The TES is reporting that a ‘power struggle’ between academy chain leaders and their headteachers is thwarting the government’s policy to push more schools to join multi-academy trusts, new research suggests.
According to the report, published by the thinktank Reform, just 20 per cent of academy chains have full control of all of their academies’ finances, which is resulting in a “power struggle” between MAT chief executives and their heads.

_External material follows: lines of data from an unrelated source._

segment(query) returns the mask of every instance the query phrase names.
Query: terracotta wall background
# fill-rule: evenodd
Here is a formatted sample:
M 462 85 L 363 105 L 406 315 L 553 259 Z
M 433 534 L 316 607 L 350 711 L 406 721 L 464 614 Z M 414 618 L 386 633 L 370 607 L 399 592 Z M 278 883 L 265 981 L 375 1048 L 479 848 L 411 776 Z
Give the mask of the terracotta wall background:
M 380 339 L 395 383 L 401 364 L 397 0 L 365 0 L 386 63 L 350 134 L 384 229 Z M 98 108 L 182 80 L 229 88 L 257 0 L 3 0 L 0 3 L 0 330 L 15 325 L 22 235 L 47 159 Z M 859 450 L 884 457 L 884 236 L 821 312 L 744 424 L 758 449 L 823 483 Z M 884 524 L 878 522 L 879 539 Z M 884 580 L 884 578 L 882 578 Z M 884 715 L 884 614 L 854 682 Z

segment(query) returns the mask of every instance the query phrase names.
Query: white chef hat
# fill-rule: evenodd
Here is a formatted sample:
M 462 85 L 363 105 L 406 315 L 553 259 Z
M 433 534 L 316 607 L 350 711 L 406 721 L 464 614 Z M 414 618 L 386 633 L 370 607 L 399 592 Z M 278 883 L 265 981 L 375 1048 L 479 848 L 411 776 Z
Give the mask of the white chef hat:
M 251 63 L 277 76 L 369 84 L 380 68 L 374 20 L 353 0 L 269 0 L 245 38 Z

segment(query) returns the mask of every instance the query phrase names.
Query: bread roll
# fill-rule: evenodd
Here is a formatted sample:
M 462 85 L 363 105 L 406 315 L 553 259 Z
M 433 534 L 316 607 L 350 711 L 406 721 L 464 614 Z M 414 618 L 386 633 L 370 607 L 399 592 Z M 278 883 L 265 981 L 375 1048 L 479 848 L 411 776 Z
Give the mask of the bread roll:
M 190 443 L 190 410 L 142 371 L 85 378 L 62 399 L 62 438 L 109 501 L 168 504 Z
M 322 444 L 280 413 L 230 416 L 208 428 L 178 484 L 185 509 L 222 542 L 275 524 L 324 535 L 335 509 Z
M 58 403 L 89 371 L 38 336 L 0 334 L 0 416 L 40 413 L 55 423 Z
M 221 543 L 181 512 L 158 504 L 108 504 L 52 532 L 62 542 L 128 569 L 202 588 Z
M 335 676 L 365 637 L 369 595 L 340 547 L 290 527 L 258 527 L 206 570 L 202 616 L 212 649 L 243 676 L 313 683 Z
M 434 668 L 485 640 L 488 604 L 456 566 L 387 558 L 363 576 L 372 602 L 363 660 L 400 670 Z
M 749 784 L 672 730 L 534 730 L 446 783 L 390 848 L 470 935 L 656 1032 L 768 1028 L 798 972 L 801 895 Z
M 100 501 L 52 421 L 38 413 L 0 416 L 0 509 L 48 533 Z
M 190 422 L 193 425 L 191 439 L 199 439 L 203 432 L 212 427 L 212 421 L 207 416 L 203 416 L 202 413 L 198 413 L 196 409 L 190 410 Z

Giving money directly to trusts, the report states, would mean the CEO and the chain would “more formally be regarded as the employer of all staff in the school, as it already legally is”.
The report also finds:
- Many academy chains are unwilling to take on “struggling schools” due to concerns about schools with poor finances, with small pupil rolls and those in remote areas. This is despite MATs wanting to expand;
- More than a third of chains have declined requests to take on more schools;
- Most chains report being too small to achieve financial efficiencies;
- The right to approve academies should be taken away from the Department of Education and given to an independent body;
- The government should allow maintained schools and academies to pay local governors;
- The DfE should create an online sponsor forum to enable academy chains to swap their schools.
The survey found that most chain leaders believe a MAT needs at least 10 schools if it is to achieve financial efficiencies, but the vast majority run between just two and five.
Amy Finch, head of education at Reform and co-author of the report, said: “The current system for funding academy chain growth is a mess. The government could do better by pooling the many funding streams it runs into one struggling school premium which, on top of per-pupil funding, would encourage the best chains to take on schools in difficulties.”